Tue May 1 01:18:41 EDT 2018

https://www.meetup.com/ContinuousDeliveryNYC/events/248071774/

This talk was led by Tyler Lund from Audible, who described in detail 
what he referred to as "Chaos Engineering". This is essentially just a 
formalized practice of breaking a system in bizarre ways in order to 
test its resilience. I picked this talk because I was looking for 
something light on technical detail where I could just soak in some best 
practices for systems administration, or systems engineering.

The thesis statement for this talk boiled down to this: complex systems 
are inherently chaotic, especially when they are public facing and 
constantly evolving. There's no possible way to account for every gap 
and edge case of a major production system (like Audible). Believing 
that you have accounted for everything only allows your users to find 
the chaos in your system before you do. It is always worth it, when a 
project scales large enough, to dedicate time and resources to breaking 
it in unexpected ways, and observing the results.

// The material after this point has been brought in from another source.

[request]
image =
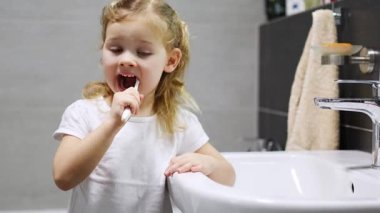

Tyler went on to give a set of steps in order to guide a future Chaos 
Engineering team. He warned that employing this practice is difficult 
without annoying other employees.

- Get support from others, an opt-in model in recommended for the 
initial stages. No one likes to have their system brought down on 
purpose without their permission. A new chaos engineering team should 
start with non-critical services and move slowly into causing chaos 
without warning.

- Make sure to have some kind of capable monitoring system already in 
place. It's not useful to break a system if you can't then harvest 
details on the effects. Focus on key business metrics, use visual 
dashboards if you can.

- Take inspiration from recent issues to find new ways of causing chaos. 
Make sure that subsystems gracefully re-start after being brought down, 
with no lingering effects.

- When you have enough confidence in the smaller aspects of your system, 
move onto causing large cascading failures that affect multiple areas. 
Start making hypotheses of what you believe will go wrong, and see how 
accurate your predictions are.

- Think about the grey areas of network issues. Add latency, 
intentionally bring down external services or dependencies, throw 
uncommon exceptions that may have been forgotten about, simulate packet 
loss.

- If the Chaos Engineering endevour grows enough, consider adopting more 
precise tools to help you. There are programs like Gremlins dedicated to 
simulating bizarre failures. Use services like AWS to spin up 
experimental clusters and compare how the system performs under various 
loads.

Eventually, a chaos engineering team could be employed to run black box 
testing like this constantly, in production, and without any warning. A 
practice like this would give the confidence that strange ways a system 
can fail are being discovered in-house, before they are found by users.